More than 5,000 students were enrolled in Monge’s online anthropology course, which she taught until late last month, using the bones as a central prop.
“Nobody said you can do that, holding up their bones for the camera. That’s not how we process our dead,” a frustrated Michael Africa told the Guardian. “This is beyond words. The anthropology professor is holding the bones of a 14-year-old girl whose mother is still alive and grieving.”
When questioned about the remains by reporters, Princeton officials initially claimed they weren’t aware of the location. University of Pennsylvania later admitted that Mann had them and would release the bones.
Princeton’s anthropology department issued a collective statement with the Association of Black Anthropologists, the Society of Black Archaeologists, and the Black in Bioanthropology Collective. The three groups condemned Monge, Mann, the online course and both universities for the “unfathomable heartlessness and disrespect” they showed the Africa families.

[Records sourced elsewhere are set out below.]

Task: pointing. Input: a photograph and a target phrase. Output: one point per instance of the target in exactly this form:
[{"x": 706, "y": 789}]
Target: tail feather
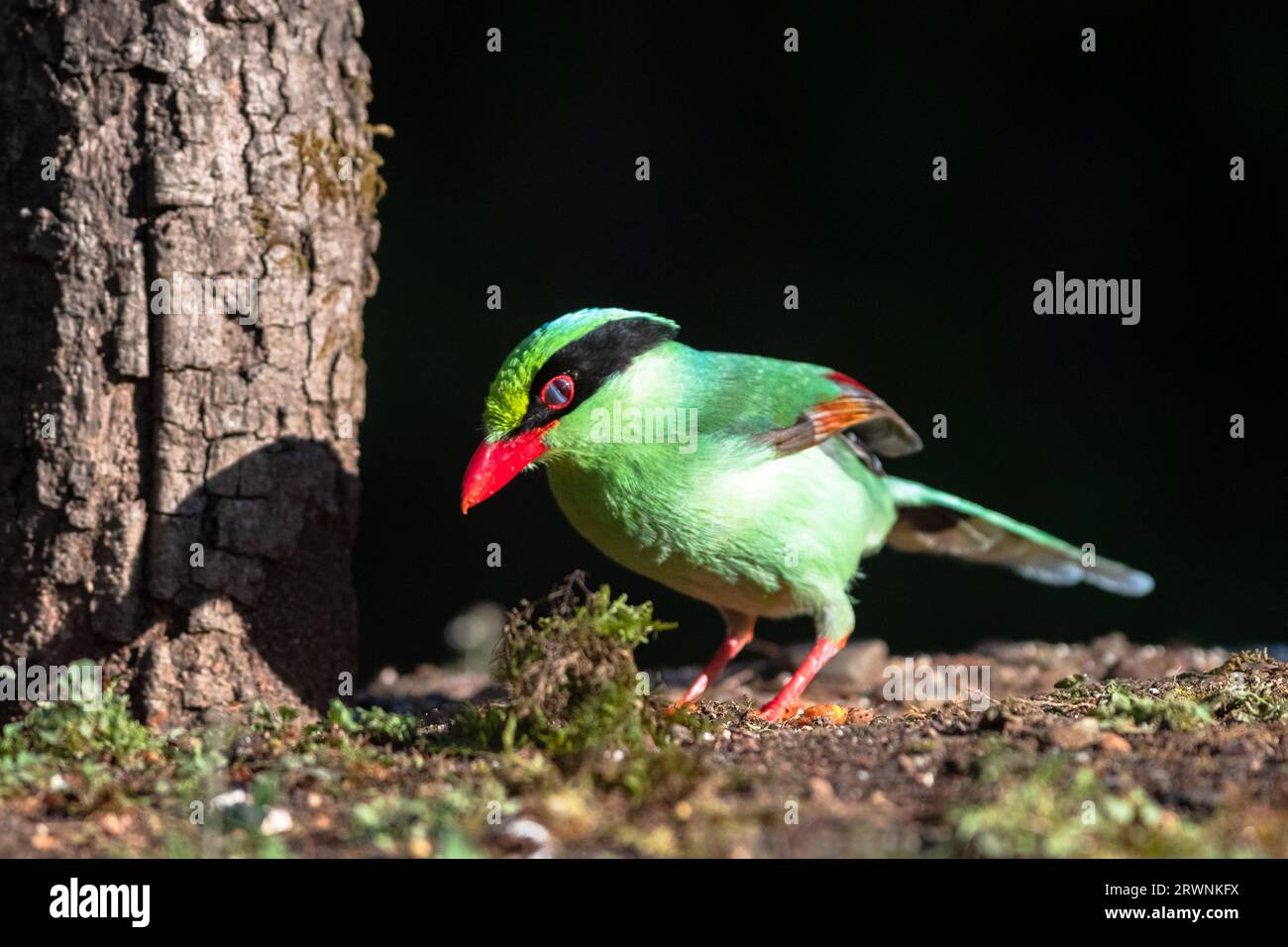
[{"x": 931, "y": 521}]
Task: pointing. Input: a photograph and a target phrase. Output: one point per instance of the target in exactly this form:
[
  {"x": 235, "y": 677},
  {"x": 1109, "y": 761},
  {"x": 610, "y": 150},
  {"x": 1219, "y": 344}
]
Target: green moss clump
[
  {"x": 1176, "y": 710},
  {"x": 376, "y": 724},
  {"x": 575, "y": 693},
  {"x": 568, "y": 667},
  {"x": 78, "y": 731}
]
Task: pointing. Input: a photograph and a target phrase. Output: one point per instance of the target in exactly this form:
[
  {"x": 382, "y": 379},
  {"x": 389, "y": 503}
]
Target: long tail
[{"x": 931, "y": 521}]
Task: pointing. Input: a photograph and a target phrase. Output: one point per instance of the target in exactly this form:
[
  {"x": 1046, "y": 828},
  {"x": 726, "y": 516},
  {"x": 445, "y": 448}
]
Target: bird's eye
[{"x": 557, "y": 392}]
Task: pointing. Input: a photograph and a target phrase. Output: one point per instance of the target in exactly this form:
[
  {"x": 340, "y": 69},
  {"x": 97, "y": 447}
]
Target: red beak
[{"x": 496, "y": 464}]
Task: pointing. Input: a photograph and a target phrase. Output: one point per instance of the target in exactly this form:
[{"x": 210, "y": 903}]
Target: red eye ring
[{"x": 557, "y": 393}]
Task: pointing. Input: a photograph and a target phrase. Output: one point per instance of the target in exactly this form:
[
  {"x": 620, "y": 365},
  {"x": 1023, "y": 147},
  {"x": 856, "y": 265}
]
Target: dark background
[{"x": 812, "y": 169}]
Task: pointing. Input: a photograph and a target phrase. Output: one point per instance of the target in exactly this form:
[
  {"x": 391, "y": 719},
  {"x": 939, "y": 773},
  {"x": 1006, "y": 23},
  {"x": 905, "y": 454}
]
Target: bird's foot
[
  {"x": 805, "y": 714},
  {"x": 818, "y": 656}
]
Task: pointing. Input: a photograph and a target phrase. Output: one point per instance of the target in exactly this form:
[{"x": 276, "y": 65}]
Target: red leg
[
  {"x": 822, "y": 652},
  {"x": 739, "y": 629}
]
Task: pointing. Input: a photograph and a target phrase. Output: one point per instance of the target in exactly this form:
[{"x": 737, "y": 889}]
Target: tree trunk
[{"x": 187, "y": 226}]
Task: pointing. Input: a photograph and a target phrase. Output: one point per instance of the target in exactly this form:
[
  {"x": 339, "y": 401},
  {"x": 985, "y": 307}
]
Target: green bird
[{"x": 751, "y": 483}]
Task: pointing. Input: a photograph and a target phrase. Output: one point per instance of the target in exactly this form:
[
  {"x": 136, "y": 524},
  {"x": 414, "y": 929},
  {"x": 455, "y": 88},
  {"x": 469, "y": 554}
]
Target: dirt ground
[{"x": 1108, "y": 749}]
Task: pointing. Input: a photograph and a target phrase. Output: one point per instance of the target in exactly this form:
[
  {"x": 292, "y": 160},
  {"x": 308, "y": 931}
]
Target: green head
[{"x": 546, "y": 377}]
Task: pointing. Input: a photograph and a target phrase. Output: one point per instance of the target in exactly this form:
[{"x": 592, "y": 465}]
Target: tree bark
[{"x": 178, "y": 482}]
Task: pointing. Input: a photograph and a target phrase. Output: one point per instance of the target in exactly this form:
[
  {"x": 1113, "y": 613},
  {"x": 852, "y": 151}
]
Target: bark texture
[{"x": 178, "y": 483}]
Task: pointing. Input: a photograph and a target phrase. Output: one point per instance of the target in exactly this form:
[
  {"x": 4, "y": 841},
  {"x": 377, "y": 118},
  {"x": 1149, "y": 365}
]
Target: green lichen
[{"x": 1057, "y": 810}]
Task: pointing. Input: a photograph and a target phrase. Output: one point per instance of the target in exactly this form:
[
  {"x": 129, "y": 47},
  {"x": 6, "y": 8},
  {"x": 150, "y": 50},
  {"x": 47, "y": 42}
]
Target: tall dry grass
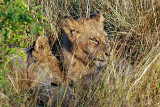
[{"x": 132, "y": 76}]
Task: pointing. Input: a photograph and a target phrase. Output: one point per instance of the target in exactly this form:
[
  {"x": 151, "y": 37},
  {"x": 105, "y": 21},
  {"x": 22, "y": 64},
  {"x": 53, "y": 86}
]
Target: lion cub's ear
[
  {"x": 98, "y": 17},
  {"x": 69, "y": 26}
]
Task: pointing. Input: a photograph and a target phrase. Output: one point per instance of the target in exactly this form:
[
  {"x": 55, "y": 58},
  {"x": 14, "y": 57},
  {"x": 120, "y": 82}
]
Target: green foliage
[{"x": 19, "y": 25}]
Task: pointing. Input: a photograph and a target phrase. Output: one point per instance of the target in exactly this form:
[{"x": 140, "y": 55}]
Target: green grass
[{"x": 133, "y": 30}]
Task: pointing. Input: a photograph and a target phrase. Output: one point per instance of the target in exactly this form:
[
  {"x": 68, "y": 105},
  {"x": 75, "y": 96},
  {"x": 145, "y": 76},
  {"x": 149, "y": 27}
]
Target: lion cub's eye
[
  {"x": 74, "y": 32},
  {"x": 94, "y": 40}
]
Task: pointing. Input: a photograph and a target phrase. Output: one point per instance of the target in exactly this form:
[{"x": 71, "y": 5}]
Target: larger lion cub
[{"x": 84, "y": 45}]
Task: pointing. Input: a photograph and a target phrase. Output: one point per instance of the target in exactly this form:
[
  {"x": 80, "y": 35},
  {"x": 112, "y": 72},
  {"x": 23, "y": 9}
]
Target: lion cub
[
  {"x": 82, "y": 49},
  {"x": 84, "y": 46}
]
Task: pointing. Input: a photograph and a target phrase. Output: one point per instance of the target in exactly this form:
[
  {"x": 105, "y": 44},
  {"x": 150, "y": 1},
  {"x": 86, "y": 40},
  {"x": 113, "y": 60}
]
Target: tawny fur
[{"x": 88, "y": 46}]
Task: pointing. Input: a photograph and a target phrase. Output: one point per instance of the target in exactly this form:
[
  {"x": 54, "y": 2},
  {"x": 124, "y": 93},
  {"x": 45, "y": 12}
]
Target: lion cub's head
[{"x": 88, "y": 37}]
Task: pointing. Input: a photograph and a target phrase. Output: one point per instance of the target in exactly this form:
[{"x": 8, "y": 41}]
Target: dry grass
[{"x": 132, "y": 76}]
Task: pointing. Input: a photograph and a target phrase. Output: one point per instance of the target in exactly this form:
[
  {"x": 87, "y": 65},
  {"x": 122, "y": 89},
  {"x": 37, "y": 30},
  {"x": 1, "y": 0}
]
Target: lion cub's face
[{"x": 87, "y": 36}]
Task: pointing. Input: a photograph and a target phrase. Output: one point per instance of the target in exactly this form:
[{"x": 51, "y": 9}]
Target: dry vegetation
[{"x": 132, "y": 76}]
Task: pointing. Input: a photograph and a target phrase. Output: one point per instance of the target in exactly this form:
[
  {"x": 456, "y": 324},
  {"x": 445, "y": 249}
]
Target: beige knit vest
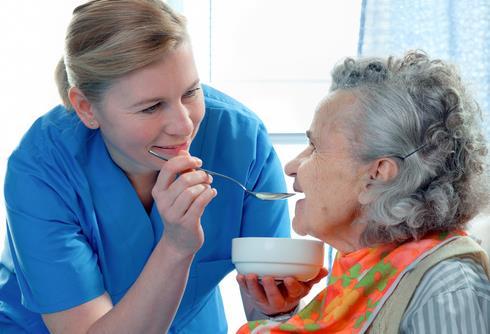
[{"x": 390, "y": 316}]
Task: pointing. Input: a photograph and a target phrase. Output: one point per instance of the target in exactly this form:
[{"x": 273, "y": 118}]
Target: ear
[
  {"x": 83, "y": 108},
  {"x": 380, "y": 170}
]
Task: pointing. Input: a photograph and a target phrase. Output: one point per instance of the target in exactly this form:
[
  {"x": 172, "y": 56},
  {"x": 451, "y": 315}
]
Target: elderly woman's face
[{"x": 328, "y": 175}]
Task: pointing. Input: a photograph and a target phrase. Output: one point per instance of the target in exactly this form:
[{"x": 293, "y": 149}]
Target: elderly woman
[{"x": 394, "y": 171}]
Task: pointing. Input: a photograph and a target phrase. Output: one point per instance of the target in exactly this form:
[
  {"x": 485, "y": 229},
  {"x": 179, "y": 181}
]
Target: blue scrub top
[{"x": 76, "y": 227}]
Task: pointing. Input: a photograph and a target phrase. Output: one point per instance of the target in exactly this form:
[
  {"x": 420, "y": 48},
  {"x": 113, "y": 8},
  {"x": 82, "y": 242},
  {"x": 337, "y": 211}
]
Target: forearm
[{"x": 150, "y": 304}]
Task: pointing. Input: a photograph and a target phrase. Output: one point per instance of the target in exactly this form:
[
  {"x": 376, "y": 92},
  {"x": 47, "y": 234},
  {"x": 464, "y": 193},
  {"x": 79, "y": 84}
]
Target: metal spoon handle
[{"x": 203, "y": 169}]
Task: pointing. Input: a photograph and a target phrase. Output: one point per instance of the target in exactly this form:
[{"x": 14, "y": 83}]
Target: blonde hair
[{"x": 107, "y": 39}]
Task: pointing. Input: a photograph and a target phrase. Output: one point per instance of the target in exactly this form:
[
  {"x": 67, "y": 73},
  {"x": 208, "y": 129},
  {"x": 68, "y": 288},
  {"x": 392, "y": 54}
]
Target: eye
[
  {"x": 192, "y": 92},
  {"x": 152, "y": 109}
]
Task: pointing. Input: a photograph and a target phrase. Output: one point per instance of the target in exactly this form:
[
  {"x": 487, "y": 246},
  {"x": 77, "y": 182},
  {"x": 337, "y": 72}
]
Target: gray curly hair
[{"x": 420, "y": 106}]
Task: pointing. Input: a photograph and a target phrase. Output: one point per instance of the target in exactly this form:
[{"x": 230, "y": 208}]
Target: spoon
[{"x": 266, "y": 196}]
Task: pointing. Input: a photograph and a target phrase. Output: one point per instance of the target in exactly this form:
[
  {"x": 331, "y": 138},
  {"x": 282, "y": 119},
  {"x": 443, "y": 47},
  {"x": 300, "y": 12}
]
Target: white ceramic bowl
[{"x": 278, "y": 257}]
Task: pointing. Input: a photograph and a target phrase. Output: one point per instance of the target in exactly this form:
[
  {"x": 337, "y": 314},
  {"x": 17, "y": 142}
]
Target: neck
[
  {"x": 346, "y": 240},
  {"x": 143, "y": 184}
]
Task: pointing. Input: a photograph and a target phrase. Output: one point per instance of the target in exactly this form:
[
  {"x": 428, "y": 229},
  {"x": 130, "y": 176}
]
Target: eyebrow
[{"x": 155, "y": 99}]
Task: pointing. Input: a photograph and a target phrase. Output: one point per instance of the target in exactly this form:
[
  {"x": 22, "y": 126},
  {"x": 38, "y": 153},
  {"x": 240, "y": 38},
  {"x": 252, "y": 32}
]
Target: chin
[{"x": 297, "y": 227}]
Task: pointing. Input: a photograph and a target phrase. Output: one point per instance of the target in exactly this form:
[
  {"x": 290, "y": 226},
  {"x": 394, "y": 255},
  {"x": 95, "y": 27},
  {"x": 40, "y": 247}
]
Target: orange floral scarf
[{"x": 359, "y": 284}]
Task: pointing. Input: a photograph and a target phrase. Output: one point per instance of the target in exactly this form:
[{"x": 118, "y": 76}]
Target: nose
[{"x": 179, "y": 121}]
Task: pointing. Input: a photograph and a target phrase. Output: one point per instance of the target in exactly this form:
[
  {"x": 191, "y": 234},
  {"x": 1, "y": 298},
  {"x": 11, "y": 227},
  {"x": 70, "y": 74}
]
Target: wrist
[{"x": 179, "y": 253}]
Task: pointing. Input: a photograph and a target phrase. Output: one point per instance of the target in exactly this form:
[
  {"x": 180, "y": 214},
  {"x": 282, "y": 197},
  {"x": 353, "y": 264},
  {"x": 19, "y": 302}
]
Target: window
[{"x": 274, "y": 56}]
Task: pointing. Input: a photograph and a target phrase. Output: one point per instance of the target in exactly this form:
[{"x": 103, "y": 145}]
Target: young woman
[{"x": 103, "y": 236}]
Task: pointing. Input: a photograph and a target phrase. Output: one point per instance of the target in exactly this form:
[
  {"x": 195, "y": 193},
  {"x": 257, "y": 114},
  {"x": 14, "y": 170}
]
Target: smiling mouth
[{"x": 171, "y": 150}]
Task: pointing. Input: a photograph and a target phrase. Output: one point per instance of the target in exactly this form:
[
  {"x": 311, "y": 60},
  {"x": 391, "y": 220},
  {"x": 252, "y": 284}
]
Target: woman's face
[
  {"x": 160, "y": 105},
  {"x": 328, "y": 175}
]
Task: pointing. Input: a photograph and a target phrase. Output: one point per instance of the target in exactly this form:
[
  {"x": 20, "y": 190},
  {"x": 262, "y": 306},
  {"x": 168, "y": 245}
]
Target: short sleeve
[{"x": 55, "y": 265}]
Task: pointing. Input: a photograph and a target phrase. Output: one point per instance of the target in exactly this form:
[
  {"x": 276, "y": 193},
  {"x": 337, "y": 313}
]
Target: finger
[
  {"x": 199, "y": 204},
  {"x": 242, "y": 283},
  {"x": 322, "y": 274},
  {"x": 256, "y": 290},
  {"x": 188, "y": 179},
  {"x": 295, "y": 290},
  {"x": 184, "y": 201},
  {"x": 184, "y": 186},
  {"x": 274, "y": 296},
  {"x": 173, "y": 167}
]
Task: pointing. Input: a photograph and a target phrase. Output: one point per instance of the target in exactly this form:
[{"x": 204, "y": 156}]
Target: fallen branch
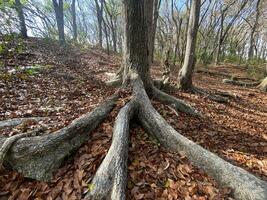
[
  {"x": 38, "y": 157},
  {"x": 214, "y": 97},
  {"x": 240, "y": 83},
  {"x": 18, "y": 121},
  {"x": 9, "y": 142},
  {"x": 225, "y": 75}
]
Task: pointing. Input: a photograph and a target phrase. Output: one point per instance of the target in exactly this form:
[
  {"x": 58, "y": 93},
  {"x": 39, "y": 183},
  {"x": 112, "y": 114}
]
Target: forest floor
[{"x": 44, "y": 80}]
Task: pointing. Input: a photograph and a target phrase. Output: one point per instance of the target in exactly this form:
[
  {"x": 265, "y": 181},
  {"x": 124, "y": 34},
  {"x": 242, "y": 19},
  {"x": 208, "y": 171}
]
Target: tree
[
  {"x": 19, "y": 9},
  {"x": 32, "y": 156},
  {"x": 185, "y": 74},
  {"x": 99, "y": 14},
  {"x": 58, "y": 8},
  {"x": 253, "y": 30},
  {"x": 74, "y": 24}
]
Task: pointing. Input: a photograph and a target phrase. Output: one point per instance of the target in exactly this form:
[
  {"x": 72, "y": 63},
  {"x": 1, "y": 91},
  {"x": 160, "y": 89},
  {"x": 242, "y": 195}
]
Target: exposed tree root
[
  {"x": 240, "y": 83},
  {"x": 111, "y": 177},
  {"x": 18, "y": 121},
  {"x": 244, "y": 184},
  {"x": 38, "y": 157}
]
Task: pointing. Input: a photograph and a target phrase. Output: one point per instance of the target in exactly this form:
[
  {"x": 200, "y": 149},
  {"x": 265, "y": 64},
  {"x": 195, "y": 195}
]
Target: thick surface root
[
  {"x": 38, "y": 157},
  {"x": 244, "y": 184},
  {"x": 175, "y": 103},
  {"x": 240, "y": 83},
  {"x": 111, "y": 177},
  {"x": 18, "y": 121}
]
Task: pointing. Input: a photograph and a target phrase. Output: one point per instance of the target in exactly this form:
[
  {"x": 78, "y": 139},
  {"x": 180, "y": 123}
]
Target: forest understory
[{"x": 66, "y": 83}]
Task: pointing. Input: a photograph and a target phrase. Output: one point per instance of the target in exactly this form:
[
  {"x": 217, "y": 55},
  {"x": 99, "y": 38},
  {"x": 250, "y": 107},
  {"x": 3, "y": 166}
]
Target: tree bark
[
  {"x": 19, "y": 9},
  {"x": 136, "y": 49},
  {"x": 58, "y": 7},
  {"x": 38, "y": 157},
  {"x": 99, "y": 13},
  {"x": 185, "y": 74},
  {"x": 74, "y": 24},
  {"x": 253, "y": 30}
]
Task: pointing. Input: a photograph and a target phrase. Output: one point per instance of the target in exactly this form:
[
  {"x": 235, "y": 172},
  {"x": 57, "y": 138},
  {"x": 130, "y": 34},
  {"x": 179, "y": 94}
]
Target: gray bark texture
[
  {"x": 185, "y": 74},
  {"x": 110, "y": 179},
  {"x": 58, "y": 7},
  {"x": 38, "y": 157},
  {"x": 244, "y": 185},
  {"x": 240, "y": 83},
  {"x": 18, "y": 121},
  {"x": 19, "y": 9}
]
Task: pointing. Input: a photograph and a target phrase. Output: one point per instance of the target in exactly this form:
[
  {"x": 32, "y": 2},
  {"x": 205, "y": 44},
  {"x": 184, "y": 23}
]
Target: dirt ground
[{"x": 70, "y": 82}]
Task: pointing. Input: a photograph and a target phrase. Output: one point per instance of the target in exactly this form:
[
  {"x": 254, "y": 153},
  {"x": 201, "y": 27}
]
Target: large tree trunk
[
  {"x": 155, "y": 16},
  {"x": 74, "y": 24},
  {"x": 58, "y": 7},
  {"x": 19, "y": 9},
  {"x": 37, "y": 157},
  {"x": 136, "y": 50},
  {"x": 185, "y": 74}
]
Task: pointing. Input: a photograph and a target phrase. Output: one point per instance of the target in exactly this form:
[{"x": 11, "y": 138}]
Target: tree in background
[
  {"x": 74, "y": 24},
  {"x": 185, "y": 74},
  {"x": 58, "y": 8},
  {"x": 19, "y": 9},
  {"x": 99, "y": 13}
]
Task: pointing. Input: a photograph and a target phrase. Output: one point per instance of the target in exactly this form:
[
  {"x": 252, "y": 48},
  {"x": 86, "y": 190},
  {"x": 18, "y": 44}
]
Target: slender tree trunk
[
  {"x": 74, "y": 24},
  {"x": 106, "y": 36},
  {"x": 253, "y": 30},
  {"x": 58, "y": 7},
  {"x": 19, "y": 9},
  {"x": 99, "y": 11},
  {"x": 185, "y": 74},
  {"x": 219, "y": 45},
  {"x": 149, "y": 5},
  {"x": 113, "y": 27},
  {"x": 157, "y": 4}
]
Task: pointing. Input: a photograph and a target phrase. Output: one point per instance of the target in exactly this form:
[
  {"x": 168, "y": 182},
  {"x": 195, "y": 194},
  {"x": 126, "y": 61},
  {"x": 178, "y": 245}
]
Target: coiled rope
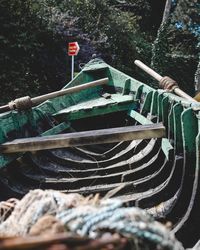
[{"x": 86, "y": 218}]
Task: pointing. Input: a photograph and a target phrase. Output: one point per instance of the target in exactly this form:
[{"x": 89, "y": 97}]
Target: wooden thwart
[{"x": 84, "y": 138}]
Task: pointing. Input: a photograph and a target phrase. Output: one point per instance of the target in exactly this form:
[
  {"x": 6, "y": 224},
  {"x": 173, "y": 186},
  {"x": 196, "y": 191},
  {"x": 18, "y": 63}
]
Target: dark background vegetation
[{"x": 34, "y": 37}]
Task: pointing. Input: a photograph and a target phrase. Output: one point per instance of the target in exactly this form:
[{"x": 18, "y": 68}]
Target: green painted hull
[{"x": 160, "y": 175}]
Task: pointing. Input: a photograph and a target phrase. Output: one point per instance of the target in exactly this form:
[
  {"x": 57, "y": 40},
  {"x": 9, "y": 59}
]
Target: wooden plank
[{"x": 85, "y": 138}]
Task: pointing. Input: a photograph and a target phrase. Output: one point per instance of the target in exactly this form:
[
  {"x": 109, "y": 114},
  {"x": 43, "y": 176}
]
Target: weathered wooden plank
[{"x": 85, "y": 138}]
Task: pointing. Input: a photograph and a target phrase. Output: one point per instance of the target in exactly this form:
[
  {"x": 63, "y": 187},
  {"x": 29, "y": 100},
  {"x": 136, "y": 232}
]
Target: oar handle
[
  {"x": 27, "y": 102},
  {"x": 159, "y": 78}
]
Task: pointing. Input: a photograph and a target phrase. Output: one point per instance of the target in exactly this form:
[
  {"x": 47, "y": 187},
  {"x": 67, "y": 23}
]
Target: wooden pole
[
  {"x": 84, "y": 138},
  {"x": 39, "y": 99},
  {"x": 158, "y": 77}
]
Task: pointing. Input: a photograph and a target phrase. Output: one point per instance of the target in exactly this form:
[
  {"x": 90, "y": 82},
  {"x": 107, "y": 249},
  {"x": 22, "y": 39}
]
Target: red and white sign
[{"x": 73, "y": 49}]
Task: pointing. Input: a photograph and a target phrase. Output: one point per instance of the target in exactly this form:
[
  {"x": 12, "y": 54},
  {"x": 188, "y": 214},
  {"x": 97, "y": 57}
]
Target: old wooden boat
[{"x": 119, "y": 138}]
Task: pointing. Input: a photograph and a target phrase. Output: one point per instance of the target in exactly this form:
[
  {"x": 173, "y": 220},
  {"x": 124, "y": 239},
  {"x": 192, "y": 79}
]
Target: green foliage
[
  {"x": 34, "y": 36},
  {"x": 30, "y": 54}
]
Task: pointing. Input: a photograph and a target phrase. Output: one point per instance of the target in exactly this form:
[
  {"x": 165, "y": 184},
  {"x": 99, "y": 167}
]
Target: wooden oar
[
  {"x": 159, "y": 78},
  {"x": 27, "y": 102},
  {"x": 84, "y": 138}
]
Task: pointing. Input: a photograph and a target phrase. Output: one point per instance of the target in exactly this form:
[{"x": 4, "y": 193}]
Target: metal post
[{"x": 72, "y": 68}]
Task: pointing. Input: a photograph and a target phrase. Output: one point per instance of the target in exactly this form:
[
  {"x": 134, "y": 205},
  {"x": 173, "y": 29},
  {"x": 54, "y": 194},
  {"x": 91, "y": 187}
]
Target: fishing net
[{"x": 50, "y": 212}]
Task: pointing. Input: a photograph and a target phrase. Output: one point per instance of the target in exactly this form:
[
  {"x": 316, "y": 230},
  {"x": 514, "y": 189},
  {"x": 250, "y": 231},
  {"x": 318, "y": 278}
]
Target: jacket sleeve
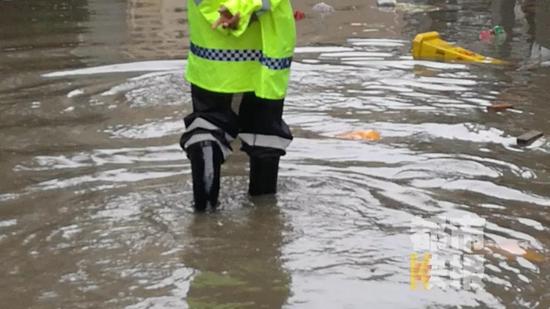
[{"x": 246, "y": 8}]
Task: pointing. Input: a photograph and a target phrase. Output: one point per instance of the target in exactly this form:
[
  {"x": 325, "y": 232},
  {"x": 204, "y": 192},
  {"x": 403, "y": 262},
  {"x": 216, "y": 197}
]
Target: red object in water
[{"x": 299, "y": 15}]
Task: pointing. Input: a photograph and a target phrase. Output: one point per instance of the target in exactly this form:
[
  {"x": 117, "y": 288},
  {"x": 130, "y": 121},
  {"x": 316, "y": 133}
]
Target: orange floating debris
[
  {"x": 499, "y": 107},
  {"x": 365, "y": 135}
]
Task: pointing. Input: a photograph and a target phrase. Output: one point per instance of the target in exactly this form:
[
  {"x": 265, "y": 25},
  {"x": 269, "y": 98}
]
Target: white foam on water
[
  {"x": 75, "y": 93},
  {"x": 141, "y": 66},
  {"x": 321, "y": 49}
]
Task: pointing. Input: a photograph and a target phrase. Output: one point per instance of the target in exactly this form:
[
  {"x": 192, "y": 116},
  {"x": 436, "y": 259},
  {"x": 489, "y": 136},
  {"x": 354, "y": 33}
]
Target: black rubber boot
[
  {"x": 263, "y": 175},
  {"x": 206, "y": 159}
]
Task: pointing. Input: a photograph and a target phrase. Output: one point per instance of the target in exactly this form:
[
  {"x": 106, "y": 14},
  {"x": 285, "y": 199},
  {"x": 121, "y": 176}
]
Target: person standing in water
[{"x": 238, "y": 67}]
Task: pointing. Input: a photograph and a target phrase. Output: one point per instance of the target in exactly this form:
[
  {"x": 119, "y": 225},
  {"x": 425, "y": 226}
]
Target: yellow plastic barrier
[{"x": 429, "y": 46}]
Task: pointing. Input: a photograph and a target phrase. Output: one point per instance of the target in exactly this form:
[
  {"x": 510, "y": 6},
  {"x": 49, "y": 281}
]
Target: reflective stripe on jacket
[{"x": 255, "y": 56}]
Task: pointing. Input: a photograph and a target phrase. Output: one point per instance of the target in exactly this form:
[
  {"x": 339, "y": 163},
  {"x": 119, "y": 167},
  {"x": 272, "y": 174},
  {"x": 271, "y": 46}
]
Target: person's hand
[{"x": 226, "y": 20}]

“(We) are painfully aware of the barbaric history of anthropology, especially when it comes to populations of peoples of African descent,” the statement said. “We know that our discipline has been mobilized to rationalize eugenics and white supremacy and to justify slavery and colonialism. We also know that ethnographic museums, like Penn’s Museum of Archaeology and Anthropology — which houses the collection of the notorious racist Samuel Morton — have supported the academic rationale for the institutionalization of racism in anthropology textbooks, courses, and curricula.”